Furthermore, psychology, after years of no active commitment to public
policy and advocacy, now had two independent major groups each committed to
represent psychology. Recognizing
the inherent dangers to the two competing organizations, the CAPPS and AAP
leadership merged the two organizations in 1975.
Concurrently, professional
interests within APA forced a reorganization of APA so that the needs of various
factions within APA could be more productively addressed and mediated through
“directorates” devoted to professional practice, academic-science, and
public interest. This functional
reorganization within APA allowed public policy issues of concern to one or more
of the factions within APA to be addressed by APA through the directorate
structure.
Consequently, much of the
support for AAP was further diminished, and over the span of several years,
AAP’s activity level became essentially moribund.
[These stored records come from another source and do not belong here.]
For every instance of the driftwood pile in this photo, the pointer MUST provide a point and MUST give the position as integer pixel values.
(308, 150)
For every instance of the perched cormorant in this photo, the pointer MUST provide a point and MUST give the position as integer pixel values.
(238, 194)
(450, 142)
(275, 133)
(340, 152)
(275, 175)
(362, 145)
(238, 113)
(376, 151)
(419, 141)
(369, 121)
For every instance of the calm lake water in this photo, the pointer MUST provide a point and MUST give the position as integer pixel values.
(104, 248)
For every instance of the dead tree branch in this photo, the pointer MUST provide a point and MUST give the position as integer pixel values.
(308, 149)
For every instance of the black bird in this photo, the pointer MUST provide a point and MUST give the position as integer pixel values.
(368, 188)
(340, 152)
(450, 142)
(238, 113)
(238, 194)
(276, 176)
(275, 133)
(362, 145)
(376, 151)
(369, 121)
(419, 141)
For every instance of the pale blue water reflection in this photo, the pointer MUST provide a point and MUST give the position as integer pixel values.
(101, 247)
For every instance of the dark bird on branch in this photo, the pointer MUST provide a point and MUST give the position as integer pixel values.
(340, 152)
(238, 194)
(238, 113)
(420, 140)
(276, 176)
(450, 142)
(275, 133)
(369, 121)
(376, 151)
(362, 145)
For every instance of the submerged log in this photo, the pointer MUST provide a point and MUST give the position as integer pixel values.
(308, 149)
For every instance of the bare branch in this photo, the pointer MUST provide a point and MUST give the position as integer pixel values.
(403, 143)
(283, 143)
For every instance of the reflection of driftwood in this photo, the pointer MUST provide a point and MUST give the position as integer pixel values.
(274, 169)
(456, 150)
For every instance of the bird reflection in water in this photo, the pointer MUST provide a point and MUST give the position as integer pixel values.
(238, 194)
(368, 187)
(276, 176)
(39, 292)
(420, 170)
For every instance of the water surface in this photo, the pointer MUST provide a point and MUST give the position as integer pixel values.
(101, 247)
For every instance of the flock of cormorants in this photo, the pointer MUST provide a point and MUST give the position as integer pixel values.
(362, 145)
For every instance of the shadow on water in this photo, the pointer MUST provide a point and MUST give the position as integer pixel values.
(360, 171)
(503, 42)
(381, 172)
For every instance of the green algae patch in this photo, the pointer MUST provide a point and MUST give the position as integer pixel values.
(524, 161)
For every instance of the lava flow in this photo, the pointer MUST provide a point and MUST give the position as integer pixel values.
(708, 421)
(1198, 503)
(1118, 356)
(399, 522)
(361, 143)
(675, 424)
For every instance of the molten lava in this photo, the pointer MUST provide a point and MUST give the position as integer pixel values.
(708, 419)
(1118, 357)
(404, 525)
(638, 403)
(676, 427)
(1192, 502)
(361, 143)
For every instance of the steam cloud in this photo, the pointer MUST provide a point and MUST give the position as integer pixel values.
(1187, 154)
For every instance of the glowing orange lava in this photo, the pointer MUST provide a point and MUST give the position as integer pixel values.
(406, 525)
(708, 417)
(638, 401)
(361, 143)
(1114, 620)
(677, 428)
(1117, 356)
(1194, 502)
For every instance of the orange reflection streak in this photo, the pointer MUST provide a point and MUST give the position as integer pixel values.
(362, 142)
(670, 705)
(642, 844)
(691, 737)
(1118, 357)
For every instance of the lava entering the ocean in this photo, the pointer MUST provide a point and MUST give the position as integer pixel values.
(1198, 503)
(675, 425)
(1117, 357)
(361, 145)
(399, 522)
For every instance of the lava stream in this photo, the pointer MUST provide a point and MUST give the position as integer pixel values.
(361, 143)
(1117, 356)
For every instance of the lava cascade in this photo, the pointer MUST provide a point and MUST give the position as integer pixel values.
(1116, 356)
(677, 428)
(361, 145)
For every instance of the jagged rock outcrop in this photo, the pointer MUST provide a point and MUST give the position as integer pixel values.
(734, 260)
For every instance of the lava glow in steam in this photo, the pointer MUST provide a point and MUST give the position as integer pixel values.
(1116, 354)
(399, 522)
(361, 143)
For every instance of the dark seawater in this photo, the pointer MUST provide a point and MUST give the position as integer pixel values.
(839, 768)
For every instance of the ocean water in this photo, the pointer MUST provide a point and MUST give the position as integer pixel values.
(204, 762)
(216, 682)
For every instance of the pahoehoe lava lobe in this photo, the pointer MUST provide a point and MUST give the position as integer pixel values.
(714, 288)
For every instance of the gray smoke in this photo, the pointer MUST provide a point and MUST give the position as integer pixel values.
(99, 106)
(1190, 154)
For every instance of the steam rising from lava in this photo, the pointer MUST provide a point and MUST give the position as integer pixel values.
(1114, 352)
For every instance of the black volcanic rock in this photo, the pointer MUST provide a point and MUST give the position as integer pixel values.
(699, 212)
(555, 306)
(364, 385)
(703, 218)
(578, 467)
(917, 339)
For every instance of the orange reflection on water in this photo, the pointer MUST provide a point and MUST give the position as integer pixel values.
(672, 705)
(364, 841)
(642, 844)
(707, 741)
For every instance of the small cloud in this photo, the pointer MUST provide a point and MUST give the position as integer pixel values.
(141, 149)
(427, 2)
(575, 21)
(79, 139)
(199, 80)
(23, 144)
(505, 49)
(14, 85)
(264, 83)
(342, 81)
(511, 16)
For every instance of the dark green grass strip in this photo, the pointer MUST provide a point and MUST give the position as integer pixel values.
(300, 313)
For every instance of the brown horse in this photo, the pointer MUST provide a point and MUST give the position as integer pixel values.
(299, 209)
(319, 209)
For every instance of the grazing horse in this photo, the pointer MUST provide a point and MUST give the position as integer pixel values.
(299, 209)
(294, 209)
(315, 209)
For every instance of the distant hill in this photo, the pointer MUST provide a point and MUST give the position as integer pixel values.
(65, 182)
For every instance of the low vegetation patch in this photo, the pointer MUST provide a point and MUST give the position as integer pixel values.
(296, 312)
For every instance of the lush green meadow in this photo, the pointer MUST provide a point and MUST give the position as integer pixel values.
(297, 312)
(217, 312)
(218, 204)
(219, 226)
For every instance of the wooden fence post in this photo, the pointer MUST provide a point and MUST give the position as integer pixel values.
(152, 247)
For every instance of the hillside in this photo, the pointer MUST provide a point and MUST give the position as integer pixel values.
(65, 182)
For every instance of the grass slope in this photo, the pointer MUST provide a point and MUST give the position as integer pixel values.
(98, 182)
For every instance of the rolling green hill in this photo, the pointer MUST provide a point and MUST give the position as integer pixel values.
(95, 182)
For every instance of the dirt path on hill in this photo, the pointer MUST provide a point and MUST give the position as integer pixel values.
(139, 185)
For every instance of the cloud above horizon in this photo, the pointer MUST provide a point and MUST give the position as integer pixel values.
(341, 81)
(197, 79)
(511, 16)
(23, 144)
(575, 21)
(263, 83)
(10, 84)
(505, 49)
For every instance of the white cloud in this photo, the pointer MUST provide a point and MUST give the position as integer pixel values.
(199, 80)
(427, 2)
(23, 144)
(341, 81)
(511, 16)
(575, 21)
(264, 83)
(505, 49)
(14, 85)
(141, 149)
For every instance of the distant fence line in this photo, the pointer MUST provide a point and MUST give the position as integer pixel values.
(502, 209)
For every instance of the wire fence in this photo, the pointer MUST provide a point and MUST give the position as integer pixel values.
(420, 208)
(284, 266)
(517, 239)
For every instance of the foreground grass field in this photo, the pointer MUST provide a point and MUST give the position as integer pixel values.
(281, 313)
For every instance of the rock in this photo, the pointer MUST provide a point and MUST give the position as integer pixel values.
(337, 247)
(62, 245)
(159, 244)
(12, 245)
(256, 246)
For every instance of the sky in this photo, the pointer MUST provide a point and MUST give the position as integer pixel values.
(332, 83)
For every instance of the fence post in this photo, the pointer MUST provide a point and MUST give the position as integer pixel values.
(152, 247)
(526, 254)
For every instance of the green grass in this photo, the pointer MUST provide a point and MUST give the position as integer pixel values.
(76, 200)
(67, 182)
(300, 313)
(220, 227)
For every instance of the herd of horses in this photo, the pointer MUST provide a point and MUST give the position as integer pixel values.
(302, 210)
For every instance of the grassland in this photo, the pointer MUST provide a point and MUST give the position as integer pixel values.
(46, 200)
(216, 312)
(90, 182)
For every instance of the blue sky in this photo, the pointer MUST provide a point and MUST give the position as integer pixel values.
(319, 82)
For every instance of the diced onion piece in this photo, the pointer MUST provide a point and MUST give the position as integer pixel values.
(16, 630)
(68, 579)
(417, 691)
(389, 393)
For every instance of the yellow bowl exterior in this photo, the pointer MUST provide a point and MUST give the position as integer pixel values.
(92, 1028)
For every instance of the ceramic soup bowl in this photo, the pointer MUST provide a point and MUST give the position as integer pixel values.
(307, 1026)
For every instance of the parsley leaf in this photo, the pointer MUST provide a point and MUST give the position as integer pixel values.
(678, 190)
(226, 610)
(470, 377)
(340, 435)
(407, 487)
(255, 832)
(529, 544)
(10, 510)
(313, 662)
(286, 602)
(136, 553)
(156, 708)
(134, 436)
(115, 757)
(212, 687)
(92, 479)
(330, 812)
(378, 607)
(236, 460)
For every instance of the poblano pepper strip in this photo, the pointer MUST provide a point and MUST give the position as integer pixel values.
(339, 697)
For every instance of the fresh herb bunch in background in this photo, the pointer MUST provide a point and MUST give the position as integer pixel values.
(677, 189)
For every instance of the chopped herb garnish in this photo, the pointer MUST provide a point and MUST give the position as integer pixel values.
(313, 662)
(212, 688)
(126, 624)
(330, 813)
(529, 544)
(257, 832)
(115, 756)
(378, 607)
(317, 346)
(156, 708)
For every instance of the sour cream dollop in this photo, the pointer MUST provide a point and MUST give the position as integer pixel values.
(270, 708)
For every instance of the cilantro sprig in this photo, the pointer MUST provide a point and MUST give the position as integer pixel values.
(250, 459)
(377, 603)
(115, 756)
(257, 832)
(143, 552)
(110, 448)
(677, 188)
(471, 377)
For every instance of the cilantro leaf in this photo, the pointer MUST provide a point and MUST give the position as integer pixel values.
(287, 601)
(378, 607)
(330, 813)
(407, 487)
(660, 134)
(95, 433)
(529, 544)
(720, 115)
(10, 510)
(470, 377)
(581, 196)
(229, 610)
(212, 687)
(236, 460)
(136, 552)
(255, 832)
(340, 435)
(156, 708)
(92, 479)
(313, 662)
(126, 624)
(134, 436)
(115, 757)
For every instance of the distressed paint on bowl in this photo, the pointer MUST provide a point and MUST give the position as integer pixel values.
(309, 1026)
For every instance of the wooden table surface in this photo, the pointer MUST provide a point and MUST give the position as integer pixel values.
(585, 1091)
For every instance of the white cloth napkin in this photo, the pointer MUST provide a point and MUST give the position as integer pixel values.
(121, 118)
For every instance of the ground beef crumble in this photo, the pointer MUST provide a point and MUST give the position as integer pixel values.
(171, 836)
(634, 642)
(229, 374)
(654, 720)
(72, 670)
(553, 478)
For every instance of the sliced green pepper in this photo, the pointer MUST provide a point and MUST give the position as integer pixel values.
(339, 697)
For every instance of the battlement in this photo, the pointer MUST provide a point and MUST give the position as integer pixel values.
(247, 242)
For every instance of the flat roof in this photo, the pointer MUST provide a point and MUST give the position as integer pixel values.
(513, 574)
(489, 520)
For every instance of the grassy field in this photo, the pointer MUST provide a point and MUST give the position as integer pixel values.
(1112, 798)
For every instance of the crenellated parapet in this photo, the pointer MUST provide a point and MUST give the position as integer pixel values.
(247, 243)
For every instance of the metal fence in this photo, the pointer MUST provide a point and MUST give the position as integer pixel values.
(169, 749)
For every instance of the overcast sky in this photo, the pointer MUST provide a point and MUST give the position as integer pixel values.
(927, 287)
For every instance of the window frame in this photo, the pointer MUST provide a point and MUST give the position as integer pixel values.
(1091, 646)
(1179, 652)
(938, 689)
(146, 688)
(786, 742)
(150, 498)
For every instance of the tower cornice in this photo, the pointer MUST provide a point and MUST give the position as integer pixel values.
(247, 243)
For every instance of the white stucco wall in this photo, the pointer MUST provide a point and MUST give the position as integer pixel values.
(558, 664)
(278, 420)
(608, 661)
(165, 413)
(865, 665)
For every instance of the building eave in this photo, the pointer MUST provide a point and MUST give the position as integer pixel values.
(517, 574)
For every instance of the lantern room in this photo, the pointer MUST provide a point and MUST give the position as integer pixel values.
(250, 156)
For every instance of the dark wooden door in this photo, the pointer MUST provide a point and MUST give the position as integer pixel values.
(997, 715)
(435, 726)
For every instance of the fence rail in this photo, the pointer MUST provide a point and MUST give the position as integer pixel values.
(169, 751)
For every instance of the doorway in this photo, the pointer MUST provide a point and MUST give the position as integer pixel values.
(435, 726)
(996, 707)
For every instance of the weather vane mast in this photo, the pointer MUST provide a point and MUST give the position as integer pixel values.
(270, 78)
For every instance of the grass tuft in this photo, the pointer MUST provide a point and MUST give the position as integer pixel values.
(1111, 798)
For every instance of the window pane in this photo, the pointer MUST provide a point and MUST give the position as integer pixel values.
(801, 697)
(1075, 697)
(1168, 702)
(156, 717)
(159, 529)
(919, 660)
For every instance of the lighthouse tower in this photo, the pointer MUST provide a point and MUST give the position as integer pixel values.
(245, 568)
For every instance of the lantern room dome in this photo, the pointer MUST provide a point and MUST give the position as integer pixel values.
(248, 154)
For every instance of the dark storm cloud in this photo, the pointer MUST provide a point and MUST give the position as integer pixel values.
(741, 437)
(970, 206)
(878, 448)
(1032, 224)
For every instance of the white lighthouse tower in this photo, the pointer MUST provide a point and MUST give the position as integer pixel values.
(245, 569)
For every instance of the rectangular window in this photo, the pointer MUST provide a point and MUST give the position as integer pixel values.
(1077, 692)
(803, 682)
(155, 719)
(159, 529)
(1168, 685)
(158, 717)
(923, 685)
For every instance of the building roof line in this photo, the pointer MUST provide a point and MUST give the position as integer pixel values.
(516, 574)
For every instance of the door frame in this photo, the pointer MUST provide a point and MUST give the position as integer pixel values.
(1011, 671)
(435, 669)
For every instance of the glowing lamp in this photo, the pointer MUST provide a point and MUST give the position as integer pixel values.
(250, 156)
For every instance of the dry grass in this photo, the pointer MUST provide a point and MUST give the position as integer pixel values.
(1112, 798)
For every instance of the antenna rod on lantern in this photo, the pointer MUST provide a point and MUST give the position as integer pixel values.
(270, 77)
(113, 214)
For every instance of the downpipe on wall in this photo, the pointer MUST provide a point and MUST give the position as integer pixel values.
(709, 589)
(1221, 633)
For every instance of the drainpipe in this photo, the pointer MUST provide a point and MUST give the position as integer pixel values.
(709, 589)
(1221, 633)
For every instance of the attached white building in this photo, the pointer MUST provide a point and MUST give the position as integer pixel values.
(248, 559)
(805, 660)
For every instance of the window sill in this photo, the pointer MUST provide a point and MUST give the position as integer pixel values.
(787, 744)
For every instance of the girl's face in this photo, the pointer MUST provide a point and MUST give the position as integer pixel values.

Its governance structure was reduced to a six-member Board, but
maintained the principle of equal representation from psychology’s three major
interests. There followed an
unfortunate spiral of diminished economic support, leading to further
limitations of advocacy and such a loss of visibility, credibility, and action
options that the organization essentially existed in name only.
Subsequent developments nationally and outside psychology, such as
continued reductions in support for research and training, the advent of managed
health care, and increasing limitations imposed on public policy actions by
APA’s tax-exempt status, dramatized psychology’s urgent need for an
effective policy and advocacy organization.
In this context, it became
widely apparent that AAP needed to be revitalized or a successor organization
established. Consequently, in 1989,
at the recommendation of the APA Chief Executive Officer, the AAP Board of
Trustees committed itself to revitalizing AAP by rebuilding its support base and
by developing an aggressive federal public policy advocacy program. As part of the revitalization process, AAP: (a) recruited a
new staff experienced with political action and fund raising, (b) required its
officers to have a history of personal involvement in advocacy; and (c) modified
its bylaws so that members of its Board of Trustees would represent AAP’s
members rather than interest groups within APA. AAP selected Rogers Wright as Executive Officer and charged
him with developing an effective advocacy program.
The new program has been
extremely successful in establishing a secure economic base, and in establishing
national visibility and credibility for the organization.
The activities of AAP’s political action committee, AAP/PLAN elevated
the political action committee to the 11th most active among all
health care political action committees nationally in recent years.